Territorio

"Contrassegni del Territorio"(1)

Geomorfologia

La montagna predomina in senso assoluto e presenta tutti i caratteri tipici dell’Appennino abruzzese mostrando i segni di una geolitologia assai varia per origine e formazione: dalle dolomie del Lias inferiore ai depositi morenici del Pleistocene; dai calcari biancastri del Giurassico inferiore ai conglomerati e brecce calcaree del Quaternario; dai calcari microgranulari del Cretacico inferiore alle argille marnoso-arenacee del Miocene superiore, ai detriti di falda, alle alluvioni sciolte attuali, alle alluvioni antiche terrazzate e alle terre rosse presenti nelle conche intermontane.

Una serie di tracce più o meno marcate e diffuse a caratterizzare l’aspetto dei luoghi rivelano l’opera incisiva che i ghiacciai del Quaternario hanno esercitato da circa un milione fino a 20.000 anni fa. La manifestazione più appariscente di un tale fenomeno si evidenzia nei circhi glaciali, in quei più o meno ampi anfiteatri, cioè, che spesso si notano al di sotto delle varie cime, come nei monti Marsicano e Petroso (m 2249) e che risaltano nella conformazione della Val di Rose impreziosita dalle luci delle pensose faggete.
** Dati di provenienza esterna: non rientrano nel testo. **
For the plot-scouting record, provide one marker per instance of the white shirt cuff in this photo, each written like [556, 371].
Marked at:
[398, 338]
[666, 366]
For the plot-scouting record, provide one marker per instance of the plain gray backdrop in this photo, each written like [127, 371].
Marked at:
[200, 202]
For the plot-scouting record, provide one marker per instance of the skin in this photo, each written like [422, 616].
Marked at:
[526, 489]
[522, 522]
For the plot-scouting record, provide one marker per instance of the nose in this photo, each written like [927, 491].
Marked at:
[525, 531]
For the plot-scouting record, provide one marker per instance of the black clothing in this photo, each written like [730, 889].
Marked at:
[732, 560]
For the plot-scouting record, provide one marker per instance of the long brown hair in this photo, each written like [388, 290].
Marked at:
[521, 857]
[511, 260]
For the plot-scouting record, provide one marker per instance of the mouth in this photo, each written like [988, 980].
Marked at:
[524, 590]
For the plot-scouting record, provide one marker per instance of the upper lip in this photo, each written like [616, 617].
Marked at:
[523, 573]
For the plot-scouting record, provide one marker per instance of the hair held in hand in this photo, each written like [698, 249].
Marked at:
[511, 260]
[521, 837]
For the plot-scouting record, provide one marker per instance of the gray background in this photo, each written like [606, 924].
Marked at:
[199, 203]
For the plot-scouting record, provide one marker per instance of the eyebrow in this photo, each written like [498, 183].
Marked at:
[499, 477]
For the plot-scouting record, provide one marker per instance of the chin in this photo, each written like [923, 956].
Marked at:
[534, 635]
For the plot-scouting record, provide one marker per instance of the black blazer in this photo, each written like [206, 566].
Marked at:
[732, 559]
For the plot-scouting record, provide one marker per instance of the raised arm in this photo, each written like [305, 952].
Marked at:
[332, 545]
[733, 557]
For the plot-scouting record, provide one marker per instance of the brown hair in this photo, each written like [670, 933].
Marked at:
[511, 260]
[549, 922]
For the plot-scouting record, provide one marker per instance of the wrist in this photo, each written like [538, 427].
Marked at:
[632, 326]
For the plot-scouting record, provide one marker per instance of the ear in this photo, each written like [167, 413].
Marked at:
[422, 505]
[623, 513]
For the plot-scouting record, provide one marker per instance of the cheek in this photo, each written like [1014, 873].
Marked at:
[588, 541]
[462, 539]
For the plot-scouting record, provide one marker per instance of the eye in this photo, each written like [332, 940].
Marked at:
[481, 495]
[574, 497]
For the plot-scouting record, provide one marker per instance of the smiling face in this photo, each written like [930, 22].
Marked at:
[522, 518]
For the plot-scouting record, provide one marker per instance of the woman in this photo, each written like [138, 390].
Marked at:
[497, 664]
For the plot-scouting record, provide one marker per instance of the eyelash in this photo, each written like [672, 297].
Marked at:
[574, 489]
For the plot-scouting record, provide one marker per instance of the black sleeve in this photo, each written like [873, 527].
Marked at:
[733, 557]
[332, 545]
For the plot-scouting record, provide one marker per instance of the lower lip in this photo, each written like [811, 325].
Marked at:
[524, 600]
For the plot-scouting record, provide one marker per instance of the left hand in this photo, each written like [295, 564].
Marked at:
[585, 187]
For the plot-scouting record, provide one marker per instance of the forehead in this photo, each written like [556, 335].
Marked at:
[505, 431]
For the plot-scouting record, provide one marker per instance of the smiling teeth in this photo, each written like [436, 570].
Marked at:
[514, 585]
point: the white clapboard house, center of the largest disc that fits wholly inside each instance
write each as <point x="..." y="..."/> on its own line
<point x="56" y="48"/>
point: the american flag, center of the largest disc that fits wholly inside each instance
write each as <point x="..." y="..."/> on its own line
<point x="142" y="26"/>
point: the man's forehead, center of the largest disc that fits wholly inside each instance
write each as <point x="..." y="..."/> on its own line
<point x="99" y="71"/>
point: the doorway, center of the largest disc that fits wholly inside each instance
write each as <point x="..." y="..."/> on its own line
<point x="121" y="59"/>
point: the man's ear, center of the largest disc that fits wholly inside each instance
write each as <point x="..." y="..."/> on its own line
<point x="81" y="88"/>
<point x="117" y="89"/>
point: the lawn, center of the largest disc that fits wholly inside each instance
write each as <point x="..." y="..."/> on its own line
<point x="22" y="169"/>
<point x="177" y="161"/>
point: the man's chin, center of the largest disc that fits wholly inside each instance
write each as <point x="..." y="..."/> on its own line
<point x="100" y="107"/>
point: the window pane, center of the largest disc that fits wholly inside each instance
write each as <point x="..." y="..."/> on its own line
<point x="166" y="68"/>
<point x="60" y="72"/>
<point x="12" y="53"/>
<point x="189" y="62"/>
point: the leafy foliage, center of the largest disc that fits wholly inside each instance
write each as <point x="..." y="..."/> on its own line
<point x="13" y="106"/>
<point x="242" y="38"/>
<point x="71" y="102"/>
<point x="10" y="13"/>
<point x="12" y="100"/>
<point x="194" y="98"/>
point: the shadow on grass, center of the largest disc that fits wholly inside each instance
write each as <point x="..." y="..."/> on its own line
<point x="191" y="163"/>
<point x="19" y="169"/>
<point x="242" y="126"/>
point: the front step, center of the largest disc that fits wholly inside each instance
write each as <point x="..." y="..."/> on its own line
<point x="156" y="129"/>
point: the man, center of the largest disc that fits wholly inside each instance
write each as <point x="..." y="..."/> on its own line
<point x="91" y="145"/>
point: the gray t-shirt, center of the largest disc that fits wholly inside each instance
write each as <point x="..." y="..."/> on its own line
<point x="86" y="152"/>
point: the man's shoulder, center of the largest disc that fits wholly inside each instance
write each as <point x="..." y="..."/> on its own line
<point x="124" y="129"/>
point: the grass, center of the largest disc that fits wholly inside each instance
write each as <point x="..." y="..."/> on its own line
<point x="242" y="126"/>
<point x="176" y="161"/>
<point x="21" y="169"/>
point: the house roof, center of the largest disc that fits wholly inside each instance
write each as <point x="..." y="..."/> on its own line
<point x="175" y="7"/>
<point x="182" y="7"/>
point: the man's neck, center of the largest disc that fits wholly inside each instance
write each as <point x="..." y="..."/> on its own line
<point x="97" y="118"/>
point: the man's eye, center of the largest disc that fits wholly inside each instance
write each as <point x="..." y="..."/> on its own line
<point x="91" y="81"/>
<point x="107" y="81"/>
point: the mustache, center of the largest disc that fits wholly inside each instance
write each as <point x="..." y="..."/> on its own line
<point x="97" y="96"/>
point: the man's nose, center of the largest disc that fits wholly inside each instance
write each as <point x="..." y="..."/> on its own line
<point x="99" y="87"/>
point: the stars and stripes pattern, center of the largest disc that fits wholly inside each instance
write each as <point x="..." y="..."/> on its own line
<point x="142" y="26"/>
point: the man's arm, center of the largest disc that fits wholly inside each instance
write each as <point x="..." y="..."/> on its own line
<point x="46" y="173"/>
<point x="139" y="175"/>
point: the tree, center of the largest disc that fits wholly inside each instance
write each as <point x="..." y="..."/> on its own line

Ancora all’azione dei ghiacciai si deve la formazione di Val Fondillo e di Valle Iannanghera tra le altre, dal fondo spesso pianeggiante e caratterizzate dalla tipica forma ad ‘U’. Anche l’origine dei pianori di alta quota, fra cui l’Aremogna, Campitelli e Biscurri dichiara come essi non siano altro che morene, e cioè depositi di rocce erose dai ghiacciai. A un affine movimento di materiale morenico va riportata l’origine del Lago Pantaniello, se non l’unico certo il maggiore invaso naturale di questi luoghi (2).

A plasmare il territorio hanno concorso e concorrono tuttora gli intensi fenomeni carsici e gli agenti meteorici. Questi ultimi si manifestano principalmente nei brecciati formati dagli accumuli di detriti erosi dalle cime, tra cui si distinguono per imponenza quelli del Monte Meta e del Monte Petroso.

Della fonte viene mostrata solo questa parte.